Business Analysis is a ProcessPeople do! People may use technology to solve the problem, but people who understand the issues, make the decisions, and implement the solution ultimately solve the problem. Business analysis is the general term for how people analyze business problems to develop business solutions.

Business Analysis Is a Business Process, Not Just an IT Function

If your IT group is responsible for business analysis, you have a potential conflict of interest. The people who are involved with information Technology have a built-in bias toward using that technology to improve the business. They often are not aware of their bias and as a result tend to overlook potentially better, cheaper methods for solving business problems.

Let’s play a quick numbers game. The US Department of Labor Bureau of Labor Statistics tracks those tasked with performing business analysis in the IT sense as “Computer Systems Analysts”. This government agency reports 544,400 Computer Systems Analysts in the US in 2010 with a projected growth of 22%. That implies there should be 809,700 now (in 2012). The same source reports 718,800 “Management Analysts” (aka: Management Consultants – those tasked with performing business analysis from the business perspective). This category also had a projected growth of 22% giving us 1,069,900 currently (again, 2012).

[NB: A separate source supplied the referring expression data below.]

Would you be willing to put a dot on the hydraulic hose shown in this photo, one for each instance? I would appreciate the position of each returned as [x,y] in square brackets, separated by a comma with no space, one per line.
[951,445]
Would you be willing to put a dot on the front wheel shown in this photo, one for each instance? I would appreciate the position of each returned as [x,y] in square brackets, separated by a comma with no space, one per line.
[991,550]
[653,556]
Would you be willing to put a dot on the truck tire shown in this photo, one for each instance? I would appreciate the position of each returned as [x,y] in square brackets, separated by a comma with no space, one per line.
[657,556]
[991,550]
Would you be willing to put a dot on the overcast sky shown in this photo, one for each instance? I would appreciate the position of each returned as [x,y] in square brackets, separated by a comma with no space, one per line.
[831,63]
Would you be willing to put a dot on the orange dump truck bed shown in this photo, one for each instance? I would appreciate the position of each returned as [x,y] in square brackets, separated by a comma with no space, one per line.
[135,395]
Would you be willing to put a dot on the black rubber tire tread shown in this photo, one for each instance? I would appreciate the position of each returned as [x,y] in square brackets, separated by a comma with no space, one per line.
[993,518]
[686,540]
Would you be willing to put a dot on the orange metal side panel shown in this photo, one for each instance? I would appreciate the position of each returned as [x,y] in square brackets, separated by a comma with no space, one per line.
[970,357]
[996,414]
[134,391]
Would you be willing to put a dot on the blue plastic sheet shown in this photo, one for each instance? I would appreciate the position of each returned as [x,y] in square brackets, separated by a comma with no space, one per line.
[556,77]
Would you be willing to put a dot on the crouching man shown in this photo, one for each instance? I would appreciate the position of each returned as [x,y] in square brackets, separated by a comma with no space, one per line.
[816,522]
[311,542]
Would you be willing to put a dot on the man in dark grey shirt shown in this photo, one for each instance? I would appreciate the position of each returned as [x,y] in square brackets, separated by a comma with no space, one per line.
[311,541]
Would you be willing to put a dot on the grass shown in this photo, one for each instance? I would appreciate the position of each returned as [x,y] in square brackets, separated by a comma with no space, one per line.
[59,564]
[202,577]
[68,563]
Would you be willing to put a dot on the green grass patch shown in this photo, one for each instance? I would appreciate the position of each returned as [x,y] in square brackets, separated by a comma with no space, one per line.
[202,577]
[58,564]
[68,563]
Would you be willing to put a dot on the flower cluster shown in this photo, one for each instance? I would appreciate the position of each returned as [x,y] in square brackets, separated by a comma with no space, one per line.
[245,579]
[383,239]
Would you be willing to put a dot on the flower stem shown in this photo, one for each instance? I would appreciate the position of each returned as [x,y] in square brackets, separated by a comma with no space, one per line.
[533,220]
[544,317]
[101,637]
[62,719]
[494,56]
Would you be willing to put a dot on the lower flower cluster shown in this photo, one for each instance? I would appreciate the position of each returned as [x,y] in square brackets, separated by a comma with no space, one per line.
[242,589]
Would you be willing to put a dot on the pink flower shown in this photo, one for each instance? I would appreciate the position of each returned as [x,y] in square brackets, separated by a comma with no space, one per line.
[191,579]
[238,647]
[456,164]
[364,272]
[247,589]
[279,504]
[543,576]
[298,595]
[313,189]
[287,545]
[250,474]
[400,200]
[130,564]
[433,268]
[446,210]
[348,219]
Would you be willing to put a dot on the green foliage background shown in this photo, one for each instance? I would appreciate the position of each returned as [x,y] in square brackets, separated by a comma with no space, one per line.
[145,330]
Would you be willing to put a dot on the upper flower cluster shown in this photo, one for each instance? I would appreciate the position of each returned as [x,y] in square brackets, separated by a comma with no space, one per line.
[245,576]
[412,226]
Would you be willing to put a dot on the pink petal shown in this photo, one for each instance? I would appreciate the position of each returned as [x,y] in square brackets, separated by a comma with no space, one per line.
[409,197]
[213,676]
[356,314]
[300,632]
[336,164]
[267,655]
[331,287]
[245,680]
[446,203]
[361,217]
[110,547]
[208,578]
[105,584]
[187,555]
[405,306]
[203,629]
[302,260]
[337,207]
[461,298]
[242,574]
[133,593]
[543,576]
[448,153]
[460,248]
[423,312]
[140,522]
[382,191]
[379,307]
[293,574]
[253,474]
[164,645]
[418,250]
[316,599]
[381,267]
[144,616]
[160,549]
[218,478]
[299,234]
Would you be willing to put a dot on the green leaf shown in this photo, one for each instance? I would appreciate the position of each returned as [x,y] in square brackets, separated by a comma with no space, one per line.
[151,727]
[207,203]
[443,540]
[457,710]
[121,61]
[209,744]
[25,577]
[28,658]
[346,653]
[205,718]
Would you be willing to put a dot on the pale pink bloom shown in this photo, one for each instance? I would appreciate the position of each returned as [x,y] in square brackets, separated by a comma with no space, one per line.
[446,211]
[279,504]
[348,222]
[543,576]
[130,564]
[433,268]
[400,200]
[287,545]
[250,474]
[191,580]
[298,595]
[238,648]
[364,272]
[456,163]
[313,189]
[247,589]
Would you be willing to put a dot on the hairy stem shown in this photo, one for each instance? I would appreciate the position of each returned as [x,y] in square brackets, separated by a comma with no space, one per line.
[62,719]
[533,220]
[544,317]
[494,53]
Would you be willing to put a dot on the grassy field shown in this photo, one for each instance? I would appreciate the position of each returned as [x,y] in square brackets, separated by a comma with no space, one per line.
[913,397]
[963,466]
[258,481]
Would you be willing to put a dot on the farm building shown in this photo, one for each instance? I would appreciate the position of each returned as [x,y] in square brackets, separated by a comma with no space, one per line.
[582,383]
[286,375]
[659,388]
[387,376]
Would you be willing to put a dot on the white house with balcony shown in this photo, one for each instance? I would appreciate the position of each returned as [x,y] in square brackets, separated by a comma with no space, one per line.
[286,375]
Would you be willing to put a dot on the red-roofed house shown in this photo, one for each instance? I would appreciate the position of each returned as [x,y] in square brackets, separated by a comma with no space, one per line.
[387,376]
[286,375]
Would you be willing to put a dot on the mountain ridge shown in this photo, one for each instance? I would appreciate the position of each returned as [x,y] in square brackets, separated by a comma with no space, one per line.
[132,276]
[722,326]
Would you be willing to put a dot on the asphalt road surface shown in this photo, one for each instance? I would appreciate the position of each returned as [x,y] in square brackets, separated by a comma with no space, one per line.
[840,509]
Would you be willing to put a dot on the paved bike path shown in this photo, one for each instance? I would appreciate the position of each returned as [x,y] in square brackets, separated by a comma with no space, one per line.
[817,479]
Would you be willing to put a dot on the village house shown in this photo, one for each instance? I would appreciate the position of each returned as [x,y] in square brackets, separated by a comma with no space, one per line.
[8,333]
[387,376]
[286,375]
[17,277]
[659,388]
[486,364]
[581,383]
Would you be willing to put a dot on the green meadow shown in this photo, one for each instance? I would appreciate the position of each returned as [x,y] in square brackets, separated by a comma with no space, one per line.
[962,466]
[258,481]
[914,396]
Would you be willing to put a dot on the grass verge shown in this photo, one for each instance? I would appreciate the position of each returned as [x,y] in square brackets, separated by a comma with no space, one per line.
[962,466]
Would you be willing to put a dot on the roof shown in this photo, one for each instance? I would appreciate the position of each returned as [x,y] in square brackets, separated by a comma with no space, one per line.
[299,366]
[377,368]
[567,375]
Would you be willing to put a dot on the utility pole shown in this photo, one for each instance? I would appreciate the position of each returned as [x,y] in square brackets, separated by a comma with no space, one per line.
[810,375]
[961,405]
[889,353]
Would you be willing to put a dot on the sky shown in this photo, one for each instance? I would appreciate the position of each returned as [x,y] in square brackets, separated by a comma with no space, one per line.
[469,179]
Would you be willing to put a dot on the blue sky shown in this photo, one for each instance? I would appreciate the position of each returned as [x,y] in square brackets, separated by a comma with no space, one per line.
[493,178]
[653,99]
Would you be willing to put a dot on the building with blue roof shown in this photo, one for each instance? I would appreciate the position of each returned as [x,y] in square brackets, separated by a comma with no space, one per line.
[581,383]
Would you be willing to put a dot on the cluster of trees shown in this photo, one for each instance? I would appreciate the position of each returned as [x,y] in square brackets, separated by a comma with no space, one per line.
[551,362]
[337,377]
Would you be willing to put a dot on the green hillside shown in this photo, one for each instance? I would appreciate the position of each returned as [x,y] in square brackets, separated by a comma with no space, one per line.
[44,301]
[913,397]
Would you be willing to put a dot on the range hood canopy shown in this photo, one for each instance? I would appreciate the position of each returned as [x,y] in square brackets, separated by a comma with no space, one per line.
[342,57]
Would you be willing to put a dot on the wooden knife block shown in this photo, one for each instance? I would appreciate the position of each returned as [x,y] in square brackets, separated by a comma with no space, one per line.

The duties described for these two professions are what the International Institute of Business Analysis (IIBA®) defines as those for which Business Analysts are responsible. That means about 1,788,700 people in the United States are doing “business analysis” work in 2012. Given an estimated workforce of 154,880,000, 1.1% of the overall workforce is involved in some form of business analysis.

The Question Remains

How well are those 1.1% prepared for their job? Lacking a statistical base, we can only rely on empirical evidence suggesting that the vast majority has no formal training in the discipline of Business Analysis. Business analysis has become a clearly defined profession with a significant number of powerful techniques to support it. Getting those within your organization who perform this critical function trained in business analysis could just be the best investment you can make to help your organization achieve its business objectives.